The decades tick on, but the nation's fascination with and collective grief for John F. Kennedy's assassination remains constant, even today as we mark the 48th anniversary. Above you can see a stabilized version of the famed Zapruder film, still the best document we have of the event — a fact which in itself is mind-boggling, given how a Presidential appearance these days would be shot from every angle, by fifty or eighty news outlets, not to mention every bystander's cell phone camera.
Today the NYT brings us this terrific documentary short from the brilliant Errol Morris about "The Umbrella Man" — a man who stood along Kennedy's procession route that day in Dallas with an open umbrella, despite the fact that it was sunny outside. The man's presence seems sinister, and multiple conspiracy theories tried to account for his presence, but once the man finally came forward in 1978 the real truth about him and his umbrella was totally weird and non-sinister.
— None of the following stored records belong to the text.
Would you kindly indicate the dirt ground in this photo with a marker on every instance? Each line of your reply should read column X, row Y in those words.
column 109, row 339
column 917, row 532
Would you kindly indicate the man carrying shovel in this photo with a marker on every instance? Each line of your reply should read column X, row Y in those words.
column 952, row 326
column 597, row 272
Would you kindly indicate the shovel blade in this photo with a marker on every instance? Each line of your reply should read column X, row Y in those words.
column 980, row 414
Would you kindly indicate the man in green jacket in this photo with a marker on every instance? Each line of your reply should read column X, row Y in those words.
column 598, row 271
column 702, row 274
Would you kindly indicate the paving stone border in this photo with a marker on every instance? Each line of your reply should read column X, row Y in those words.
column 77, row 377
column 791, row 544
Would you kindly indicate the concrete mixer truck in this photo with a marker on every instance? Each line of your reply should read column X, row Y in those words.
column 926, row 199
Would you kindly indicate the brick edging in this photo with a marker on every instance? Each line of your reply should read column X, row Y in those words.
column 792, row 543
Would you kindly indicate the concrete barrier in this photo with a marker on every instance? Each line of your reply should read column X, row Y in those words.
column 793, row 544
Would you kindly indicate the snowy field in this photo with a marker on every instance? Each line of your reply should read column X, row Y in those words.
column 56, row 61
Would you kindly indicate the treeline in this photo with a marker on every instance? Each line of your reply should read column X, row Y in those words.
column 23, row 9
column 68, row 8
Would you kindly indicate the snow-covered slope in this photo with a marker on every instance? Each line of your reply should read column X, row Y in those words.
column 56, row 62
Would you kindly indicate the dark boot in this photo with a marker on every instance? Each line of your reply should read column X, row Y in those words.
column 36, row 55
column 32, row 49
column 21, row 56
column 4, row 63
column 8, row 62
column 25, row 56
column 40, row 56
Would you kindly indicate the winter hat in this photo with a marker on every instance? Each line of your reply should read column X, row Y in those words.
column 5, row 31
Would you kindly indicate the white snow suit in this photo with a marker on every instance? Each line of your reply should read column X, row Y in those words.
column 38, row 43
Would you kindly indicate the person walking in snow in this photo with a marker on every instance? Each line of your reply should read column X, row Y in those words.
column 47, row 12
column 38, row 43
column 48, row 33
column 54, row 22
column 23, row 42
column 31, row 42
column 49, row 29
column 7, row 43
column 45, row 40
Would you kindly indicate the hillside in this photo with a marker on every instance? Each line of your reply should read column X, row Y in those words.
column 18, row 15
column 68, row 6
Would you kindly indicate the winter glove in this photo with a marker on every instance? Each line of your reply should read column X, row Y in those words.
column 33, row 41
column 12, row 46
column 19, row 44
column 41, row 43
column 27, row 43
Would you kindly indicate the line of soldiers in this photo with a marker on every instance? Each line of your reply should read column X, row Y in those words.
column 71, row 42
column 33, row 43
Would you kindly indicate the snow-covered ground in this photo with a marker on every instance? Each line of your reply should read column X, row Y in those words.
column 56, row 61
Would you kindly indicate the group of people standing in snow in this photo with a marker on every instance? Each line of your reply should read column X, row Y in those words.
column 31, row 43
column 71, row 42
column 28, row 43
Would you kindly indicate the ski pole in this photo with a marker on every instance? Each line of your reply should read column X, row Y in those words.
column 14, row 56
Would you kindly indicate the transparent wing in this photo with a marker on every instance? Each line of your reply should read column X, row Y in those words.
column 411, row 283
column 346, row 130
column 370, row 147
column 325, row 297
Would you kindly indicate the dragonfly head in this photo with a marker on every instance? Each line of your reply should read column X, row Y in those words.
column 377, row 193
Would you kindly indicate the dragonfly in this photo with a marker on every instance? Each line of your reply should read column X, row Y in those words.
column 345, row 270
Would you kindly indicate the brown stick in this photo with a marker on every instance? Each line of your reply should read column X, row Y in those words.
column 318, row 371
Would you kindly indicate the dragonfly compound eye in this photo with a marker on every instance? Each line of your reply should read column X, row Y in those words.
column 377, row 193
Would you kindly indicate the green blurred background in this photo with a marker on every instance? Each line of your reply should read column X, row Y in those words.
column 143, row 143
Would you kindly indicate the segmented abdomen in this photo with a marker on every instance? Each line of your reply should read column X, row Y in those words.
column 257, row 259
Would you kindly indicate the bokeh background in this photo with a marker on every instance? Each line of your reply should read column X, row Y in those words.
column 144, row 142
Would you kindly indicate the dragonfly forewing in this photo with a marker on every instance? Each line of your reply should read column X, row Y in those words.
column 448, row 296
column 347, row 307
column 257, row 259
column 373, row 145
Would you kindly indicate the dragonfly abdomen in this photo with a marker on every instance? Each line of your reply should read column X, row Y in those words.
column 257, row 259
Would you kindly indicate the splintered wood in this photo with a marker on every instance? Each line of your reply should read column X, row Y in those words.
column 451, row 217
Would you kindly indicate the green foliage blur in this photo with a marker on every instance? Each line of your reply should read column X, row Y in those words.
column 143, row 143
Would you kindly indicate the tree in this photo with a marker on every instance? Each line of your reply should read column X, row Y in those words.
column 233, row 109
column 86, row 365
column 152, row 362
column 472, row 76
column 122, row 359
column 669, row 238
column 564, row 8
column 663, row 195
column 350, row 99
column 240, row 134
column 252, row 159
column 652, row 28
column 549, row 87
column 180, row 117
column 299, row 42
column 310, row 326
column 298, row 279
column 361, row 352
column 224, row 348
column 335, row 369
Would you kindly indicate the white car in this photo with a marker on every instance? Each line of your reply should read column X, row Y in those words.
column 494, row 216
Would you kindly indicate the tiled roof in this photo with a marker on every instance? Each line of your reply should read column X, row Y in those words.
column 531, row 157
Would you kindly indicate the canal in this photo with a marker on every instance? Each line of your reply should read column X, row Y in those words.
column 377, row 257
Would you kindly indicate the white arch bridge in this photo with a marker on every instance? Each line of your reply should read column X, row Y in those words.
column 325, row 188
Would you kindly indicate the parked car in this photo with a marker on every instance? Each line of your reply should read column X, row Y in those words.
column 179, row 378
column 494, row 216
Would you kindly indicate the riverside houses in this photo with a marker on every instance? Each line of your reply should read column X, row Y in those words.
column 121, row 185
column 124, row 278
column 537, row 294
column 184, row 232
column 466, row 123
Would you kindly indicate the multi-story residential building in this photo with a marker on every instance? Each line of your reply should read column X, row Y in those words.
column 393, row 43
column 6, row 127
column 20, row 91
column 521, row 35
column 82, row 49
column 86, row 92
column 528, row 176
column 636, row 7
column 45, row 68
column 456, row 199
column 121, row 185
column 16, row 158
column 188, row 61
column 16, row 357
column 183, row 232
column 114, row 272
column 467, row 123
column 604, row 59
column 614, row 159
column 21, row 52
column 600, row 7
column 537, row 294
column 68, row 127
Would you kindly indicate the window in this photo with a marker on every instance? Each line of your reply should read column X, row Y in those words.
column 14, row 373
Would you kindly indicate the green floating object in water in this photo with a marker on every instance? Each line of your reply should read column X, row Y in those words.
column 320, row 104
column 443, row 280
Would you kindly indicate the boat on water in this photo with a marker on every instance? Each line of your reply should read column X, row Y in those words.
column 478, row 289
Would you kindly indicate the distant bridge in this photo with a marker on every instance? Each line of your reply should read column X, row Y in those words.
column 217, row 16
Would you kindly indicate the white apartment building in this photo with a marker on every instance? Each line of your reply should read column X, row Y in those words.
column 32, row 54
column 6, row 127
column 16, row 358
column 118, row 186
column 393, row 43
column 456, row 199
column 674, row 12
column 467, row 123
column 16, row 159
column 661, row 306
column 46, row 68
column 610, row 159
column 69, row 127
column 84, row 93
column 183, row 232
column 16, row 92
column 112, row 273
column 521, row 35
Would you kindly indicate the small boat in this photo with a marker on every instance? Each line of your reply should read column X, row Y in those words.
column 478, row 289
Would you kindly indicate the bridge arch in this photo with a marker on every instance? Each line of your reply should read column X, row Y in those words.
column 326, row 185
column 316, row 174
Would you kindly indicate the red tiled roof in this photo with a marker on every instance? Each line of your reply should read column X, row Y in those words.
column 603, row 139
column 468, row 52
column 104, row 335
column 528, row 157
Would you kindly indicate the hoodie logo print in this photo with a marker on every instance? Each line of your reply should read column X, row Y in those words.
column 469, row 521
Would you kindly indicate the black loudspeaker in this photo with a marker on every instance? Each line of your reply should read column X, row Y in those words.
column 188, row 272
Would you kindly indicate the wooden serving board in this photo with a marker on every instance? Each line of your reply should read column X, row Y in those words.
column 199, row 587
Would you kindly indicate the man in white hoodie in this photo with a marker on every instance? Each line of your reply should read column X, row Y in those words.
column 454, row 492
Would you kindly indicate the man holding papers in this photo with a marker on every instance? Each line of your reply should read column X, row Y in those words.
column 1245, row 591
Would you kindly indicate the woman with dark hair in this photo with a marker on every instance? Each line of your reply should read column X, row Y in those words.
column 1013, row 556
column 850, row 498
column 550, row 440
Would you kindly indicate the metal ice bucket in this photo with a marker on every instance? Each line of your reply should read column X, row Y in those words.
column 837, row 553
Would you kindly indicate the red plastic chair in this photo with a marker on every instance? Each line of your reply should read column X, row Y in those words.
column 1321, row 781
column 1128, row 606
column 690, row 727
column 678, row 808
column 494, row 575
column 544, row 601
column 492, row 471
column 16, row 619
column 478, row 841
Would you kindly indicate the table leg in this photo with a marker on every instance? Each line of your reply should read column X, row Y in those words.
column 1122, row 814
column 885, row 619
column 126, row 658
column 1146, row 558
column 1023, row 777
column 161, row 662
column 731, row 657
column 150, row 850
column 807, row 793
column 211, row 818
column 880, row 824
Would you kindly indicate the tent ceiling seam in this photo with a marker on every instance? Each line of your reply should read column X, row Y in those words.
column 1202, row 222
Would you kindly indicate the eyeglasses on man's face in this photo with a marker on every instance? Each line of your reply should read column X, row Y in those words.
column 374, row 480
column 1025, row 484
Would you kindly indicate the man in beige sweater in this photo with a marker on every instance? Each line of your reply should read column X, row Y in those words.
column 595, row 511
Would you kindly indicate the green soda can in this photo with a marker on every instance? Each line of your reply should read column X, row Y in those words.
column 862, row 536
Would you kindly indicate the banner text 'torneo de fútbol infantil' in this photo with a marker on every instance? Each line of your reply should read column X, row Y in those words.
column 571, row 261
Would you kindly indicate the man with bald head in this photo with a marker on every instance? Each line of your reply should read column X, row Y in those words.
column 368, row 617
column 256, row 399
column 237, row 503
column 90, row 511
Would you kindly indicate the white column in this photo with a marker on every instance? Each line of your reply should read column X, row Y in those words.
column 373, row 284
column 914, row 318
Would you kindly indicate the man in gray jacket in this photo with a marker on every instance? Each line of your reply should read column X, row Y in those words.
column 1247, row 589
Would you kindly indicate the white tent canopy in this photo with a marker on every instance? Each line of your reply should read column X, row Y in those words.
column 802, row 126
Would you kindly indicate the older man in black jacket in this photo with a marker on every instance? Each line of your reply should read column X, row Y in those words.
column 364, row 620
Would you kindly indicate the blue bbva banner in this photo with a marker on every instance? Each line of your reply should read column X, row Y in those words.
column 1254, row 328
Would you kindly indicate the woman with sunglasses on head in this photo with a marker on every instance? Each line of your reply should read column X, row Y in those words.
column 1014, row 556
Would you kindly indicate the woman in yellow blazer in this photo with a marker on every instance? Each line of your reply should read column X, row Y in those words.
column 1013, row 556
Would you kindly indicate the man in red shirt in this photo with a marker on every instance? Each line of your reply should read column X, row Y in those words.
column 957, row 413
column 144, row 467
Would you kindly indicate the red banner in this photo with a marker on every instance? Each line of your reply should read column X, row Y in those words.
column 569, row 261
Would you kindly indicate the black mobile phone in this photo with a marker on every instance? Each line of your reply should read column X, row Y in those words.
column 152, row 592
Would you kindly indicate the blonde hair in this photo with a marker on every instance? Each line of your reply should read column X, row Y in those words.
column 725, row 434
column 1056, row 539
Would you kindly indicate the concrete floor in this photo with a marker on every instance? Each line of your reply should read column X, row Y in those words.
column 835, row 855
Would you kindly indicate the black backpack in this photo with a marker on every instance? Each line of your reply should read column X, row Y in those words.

As Kennedy assassination chronicler Josiah Thompson says, when you start to feel certain about some sinister explanation for a fact, "Forget it man. You can never on your own think of all the possible non-sinister, perfectly valid explanations for that fact."
Meanwhile, in Dallas, where the anniversary usually slides by without much fanfare — the city, collectively, still feels a little guilty about the whole thing — they're preparing for a 50th anniversary event in 2013 and raising money to restore Dealey Plaza. The Book Depository, don't you know, has become something called the Sixth Floor Museum. And today the LA Times runs this photo of some creepy tourists in Dallas posing for a photo on the X-marked spot in the road where Kennedy was shot.
And this month marks the publication of a new book by Stephen King called, simply, 11/22/63. The premise: An English teacher goes back in time, to 1958, with foreknowledge of the Kennedy assassination, and spends five years trying to prevent the assassination from happening. It's a Boomer fantasy of sorts, trying to imagine a different story for Vietnam, etc, if Kennedy had lived. As one critic writes in the AP, "After all the rotting corpses and sharp-toothed clowns, after all the ghosts and aliens and possessed cars and possessed dogs, could this, at long last, be the thing that truly haunts Stephen King? Could the master of American horror, he who bravely shepherded us through the unspeakable in the 2000s, the 1990s, the 1980s and the 1970s, be afraid of the 1960s?"
Also, it's said that Kennedy was the first President to "pardon" a turkey at the White House, choosing a 55-pound beast and letting it live instead of eating it.
Lastly, we leave you with this 2010 video from Dallas native Erykah Badu for "Window Seat," in which she walks the procession route through Dealey Plaza and takes off all her clothes.